Some studies suggest that deep sleep is needed to strengthen our immunity, points out Kumar. A healthy sleep cycle helps the body produce melatonin and prolactin, which have been found to improve the good bacteria in the intestines and help digestion. Proper and adequate sleep can also help keep blood sugar levels under control. Studies suggest that people who sleep less are more likely to have a higher body mass index and develop obesity than those who sleep more, he warns.
Of the 6-8 hours of sleep that is needed, more than 20% of it should be deep sleep for a person to wake up feeling refreshed, says Prakash. “Deep sleep is primarily Stage 2 and 3 of our sleep cycle followed by stage 4 which is also known as the REM stage,” he explains. Lack of sleep has plenty of downsides and risks, say experts. Not enough shut eye the previous night manifests itself as excessive fatigue during the day, frequent yawning and irritability.
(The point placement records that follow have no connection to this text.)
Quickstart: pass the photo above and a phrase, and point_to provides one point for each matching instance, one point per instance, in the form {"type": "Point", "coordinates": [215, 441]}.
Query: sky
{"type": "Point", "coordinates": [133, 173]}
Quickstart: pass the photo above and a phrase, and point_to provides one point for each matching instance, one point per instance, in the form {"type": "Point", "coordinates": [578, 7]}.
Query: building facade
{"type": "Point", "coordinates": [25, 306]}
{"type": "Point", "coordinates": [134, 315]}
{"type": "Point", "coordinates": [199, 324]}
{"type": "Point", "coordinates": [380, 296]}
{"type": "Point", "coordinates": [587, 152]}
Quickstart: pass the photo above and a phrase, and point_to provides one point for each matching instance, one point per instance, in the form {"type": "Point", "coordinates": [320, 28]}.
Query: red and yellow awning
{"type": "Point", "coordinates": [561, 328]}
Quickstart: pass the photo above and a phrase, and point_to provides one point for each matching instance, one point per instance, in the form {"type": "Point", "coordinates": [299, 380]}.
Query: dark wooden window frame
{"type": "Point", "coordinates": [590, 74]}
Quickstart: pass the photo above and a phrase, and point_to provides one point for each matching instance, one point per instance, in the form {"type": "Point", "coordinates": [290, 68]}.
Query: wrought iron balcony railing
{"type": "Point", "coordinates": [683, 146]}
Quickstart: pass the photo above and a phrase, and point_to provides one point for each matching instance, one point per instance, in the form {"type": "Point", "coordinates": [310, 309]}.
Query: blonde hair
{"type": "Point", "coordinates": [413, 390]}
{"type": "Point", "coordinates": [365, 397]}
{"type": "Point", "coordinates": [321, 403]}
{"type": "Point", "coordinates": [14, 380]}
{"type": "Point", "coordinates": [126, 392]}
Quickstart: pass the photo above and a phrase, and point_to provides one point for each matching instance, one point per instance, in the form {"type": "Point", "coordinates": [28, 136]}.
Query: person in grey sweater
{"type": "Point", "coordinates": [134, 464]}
People who sleep less display decreased ability to take in new bits of information and to focus attentively on a task, which impairs the ability to judge situations accurately and respond accordingly, says Kumar. “Inadequate sleep can take a toll on our psychological wellbeing too, affecting our emotional and psychosocial interpretation of events and increasing our stress levels. Inadequate sleep increases our tendency to select and remember negative memories, thereby affecting the processing of our emotional memory and thus impact our mood and feelings,” he adds.
Prakash says exercise is a good way to ensure you sleep well. It tires the body and that helps you doze off faster. He also suggests sticking to a sleep structure, limiting daytime naps and paying attention to what you drink and eat just before hitting the bed. “Most of all, create a restful and comfortable environment for yourself in which you can sleep peacefully… keep it cool, dark and quiet,” he suggests.
How you can sleep better
Most of sleep issues can be effectively managed if we follow the following tips, says Dr. Trideep Kumar Choudhury, consultant psychiatrist at Fortis Healthcare, Delhi.
-Train your body to go to bed and wake up at the same time everyday.
-Maintain an appropriate sleeping environment… dark, relaxing, neither too hot nor cold.
-Avoid caffeine and nicotine for at least 4 hours before going to bed.
-Avoid using smartphones or watching TV just before bedtime. The bright light of the screens prevents the secretion of melatonin which is necessary to fall asleep.
-Avoid alcohol for at least 4 hours before going to bed. Many believe it is relaxing but it impacts the quality of sleep.
-A hot bath an hour or two before bedtime can be helpful.
-Don’t use the bed for watching TV, eating, reading or working. Use it only for sleeping.
-Relaxing stretches or breathing exercises for a few minutes before going to bed helps.
-Eating right is important. Feeling hungry can keep you from sleeping. Similarly, a heavy meal before bedtime is detrimental to sleep.
-Regular exercise is helpful but strenuous exercise before bedtime can keep you awake for a while.
Shrenik Avlani is a writer and editor and the co-author of The Shivfit Way, a book on functional fitness.